3.1.2. Dissection of CpFAH12 and CpFAD2 sequences

The secondary structure predictions (SSP) were performed for both CpFAD2 and CpFAH12 enzymes. First, the length and borders for the two pairs of transmembrane (TM) helices, TM1&2 (Ser99 to Ile153) and TM3&4 (Arg295 to His349), were defined from the SSP analysis (Figure 1). The cytosolic N‐term part (Met1 to Lys98) was placed before TM1&2. We chose to split the two remaining large cytosolic parts to reduce their length and to separate the His‐Boxes. The C‐terminal part of two small helices (Phe167–Leu180 and Gly377–His385) were used as borders and led to the cytosolic parts Cyt1 (Gly154 to Leu180) and Cyt3 (Thr350 to His385). The two remaining cytosolic parts were named Cyt2 (Leu181 to Ala294) and C‐term (Gly386 to Gln477). This dissection led to a total of seven main parts which had the same length in CpFAH12 and CpFAD2 (Figure 1).

Figure 1.

(a) Map of CpFAH12, with the partition determined by SSP in gray. The two lighter gray parts come from subpartitioning the Cyt2 part. Red boxes represent the three His‐Boxes (His_Box 1, 2, and 3) plus the hypothetical fourth box (Box 4) binding the diiron cluster. (b) Topological model. The gray numbers correspond to the positions of amino acids right before the splitting of parts. As a reminder, boxes 1 and 4 coordinate both irons and boxes 2 and 3 bind only one iron [Color figure can be viewed at wileyonlinelibrary.com]

3.1.3. Implication of TM domains in hydroxylation

We first investigated whether the TM regions were involved in the hydroxylation activity. We designed a CpFAH12 TM_Des chimera composed with a sequence of CpFAH12 in which TM1&2 and TM3&4 have been exchanged with the ones found in CpFAD2. TM regions have identical length in both enzymes but differ in their respective sequence of amino acids: The difference touches 10 amino acids in TM1&2 but only one in TM3&4 (Table S5). Switching these TM regions did not affect the FAs concentration, nor the FA profile including RA (Figure 2). Hence, the amino acids found in the TM helices are not involved in catalytic efficiency and hydroxylation/desaturation specificity in CpFAH12.

Figure 2.

Total FAs production in g/L by OXZ strain expressing either wild‐type CpFAH12, wild‐type CpFAD2, or chimeras.
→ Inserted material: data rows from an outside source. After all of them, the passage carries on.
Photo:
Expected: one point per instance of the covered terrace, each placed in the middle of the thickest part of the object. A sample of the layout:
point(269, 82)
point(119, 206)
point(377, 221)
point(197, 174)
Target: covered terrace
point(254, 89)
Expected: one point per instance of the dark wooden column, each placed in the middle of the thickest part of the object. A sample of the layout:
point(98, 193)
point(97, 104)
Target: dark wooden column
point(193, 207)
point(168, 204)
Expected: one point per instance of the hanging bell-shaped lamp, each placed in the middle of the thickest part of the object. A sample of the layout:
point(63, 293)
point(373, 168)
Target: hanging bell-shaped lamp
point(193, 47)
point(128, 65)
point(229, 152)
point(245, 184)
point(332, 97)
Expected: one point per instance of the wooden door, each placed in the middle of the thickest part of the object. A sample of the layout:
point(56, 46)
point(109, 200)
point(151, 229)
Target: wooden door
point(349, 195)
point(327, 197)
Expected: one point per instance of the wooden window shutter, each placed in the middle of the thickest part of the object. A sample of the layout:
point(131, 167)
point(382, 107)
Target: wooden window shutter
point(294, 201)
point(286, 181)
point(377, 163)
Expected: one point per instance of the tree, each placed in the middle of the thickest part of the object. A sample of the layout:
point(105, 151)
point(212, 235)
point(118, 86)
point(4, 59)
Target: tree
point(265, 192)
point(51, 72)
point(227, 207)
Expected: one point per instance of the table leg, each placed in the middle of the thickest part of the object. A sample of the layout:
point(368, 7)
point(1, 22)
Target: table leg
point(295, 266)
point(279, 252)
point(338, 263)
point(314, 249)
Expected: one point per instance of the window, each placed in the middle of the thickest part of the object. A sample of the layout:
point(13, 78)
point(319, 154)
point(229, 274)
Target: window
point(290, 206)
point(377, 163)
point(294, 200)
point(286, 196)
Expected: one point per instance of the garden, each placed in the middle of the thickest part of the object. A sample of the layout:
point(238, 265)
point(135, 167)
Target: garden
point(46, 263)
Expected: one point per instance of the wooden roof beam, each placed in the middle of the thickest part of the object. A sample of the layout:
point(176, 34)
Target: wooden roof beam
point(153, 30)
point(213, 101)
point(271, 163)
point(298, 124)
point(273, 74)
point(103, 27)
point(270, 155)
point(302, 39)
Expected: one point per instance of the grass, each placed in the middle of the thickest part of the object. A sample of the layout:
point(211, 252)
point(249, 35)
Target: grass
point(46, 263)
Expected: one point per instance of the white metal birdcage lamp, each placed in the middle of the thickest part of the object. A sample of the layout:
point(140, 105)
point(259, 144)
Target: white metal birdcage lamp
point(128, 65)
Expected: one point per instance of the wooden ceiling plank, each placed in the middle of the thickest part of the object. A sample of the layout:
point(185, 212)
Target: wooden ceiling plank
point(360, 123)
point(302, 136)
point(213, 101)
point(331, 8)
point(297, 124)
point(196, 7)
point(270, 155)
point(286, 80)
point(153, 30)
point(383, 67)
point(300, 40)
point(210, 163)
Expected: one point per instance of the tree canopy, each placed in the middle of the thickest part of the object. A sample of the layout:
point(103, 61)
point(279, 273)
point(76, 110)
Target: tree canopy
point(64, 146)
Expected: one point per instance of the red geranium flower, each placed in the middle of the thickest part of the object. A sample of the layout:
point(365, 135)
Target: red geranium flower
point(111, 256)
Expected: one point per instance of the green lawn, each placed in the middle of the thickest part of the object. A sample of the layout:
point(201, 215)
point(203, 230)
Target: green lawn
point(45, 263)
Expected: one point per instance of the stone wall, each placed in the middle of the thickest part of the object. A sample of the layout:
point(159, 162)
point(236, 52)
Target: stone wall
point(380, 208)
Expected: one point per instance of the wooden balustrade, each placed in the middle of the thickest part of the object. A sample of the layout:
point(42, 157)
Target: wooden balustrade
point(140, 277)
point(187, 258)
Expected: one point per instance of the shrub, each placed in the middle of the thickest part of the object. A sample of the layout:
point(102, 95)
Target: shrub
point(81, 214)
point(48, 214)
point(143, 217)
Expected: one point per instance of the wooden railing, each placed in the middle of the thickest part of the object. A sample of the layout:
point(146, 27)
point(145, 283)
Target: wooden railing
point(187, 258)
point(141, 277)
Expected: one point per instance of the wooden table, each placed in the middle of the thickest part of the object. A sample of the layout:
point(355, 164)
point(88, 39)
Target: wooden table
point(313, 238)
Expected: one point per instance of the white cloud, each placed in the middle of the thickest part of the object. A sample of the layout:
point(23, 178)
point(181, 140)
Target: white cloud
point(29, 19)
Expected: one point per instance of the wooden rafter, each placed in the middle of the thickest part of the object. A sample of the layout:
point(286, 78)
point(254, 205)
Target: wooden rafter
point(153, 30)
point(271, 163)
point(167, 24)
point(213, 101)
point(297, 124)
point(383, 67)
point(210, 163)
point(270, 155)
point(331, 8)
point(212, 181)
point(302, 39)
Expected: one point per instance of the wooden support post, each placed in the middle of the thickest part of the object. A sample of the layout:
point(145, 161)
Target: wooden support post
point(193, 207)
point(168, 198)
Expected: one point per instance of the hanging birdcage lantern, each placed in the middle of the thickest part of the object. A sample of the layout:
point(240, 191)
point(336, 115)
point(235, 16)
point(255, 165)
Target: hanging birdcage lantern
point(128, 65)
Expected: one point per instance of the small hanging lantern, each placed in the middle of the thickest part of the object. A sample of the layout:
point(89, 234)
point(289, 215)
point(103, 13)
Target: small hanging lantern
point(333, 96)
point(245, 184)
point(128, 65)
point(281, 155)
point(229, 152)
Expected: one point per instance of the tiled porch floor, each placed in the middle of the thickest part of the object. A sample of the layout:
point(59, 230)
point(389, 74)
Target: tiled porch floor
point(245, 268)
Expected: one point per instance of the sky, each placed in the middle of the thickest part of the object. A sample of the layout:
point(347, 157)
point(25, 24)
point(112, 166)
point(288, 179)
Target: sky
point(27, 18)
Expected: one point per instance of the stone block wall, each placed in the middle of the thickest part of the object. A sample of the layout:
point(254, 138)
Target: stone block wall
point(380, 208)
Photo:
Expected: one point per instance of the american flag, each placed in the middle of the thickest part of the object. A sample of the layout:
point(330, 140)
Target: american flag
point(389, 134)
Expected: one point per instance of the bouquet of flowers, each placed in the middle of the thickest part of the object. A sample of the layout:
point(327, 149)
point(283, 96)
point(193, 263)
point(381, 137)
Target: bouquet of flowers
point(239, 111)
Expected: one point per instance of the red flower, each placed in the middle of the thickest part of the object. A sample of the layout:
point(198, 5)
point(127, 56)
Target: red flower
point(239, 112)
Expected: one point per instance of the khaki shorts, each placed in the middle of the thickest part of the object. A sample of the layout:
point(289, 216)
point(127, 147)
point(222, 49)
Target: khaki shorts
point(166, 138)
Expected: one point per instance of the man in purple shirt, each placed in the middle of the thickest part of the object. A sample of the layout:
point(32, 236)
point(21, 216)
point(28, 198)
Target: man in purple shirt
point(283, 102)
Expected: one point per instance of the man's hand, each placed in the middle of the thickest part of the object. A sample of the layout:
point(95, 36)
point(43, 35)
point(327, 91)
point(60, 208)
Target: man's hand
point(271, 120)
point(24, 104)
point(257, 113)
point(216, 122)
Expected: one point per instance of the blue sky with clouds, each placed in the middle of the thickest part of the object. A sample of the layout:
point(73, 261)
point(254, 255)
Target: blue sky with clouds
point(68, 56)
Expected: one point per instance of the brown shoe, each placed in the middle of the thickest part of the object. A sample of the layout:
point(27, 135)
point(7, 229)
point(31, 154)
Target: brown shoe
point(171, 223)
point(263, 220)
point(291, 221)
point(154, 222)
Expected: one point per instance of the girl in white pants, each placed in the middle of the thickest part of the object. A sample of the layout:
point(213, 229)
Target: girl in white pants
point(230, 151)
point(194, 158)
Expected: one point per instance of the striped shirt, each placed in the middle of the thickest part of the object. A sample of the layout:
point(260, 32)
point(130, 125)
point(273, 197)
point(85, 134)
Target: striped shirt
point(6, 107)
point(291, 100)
All chimeras are based on CpFAH12 chassis, which contains the two pairs of TM helices of CpFAD2 (TM1&2 and TM3&4), in addition to one of the five cytosolic parts of CpFAD2 (N‐term, Cyt1, Cyt2, Cyt3, C‐term, or Cyt2’’). The %Hyd ({[RA])/([RA] + [LA]}) ratio is written above in cyan. Schematic representations of enzymes in topological model are shown below: blue parts correspond to CpFAD2 sequence and cyan parts correspond to CpFAH12 sequences. color code for FA is cyan: RA, blue: LA, violet: OA, light gray: stearic acid, gray: palmitoleic acid and dark gray: palmitic acid [Color figure can be viewed at wileyonlinelibrary.com]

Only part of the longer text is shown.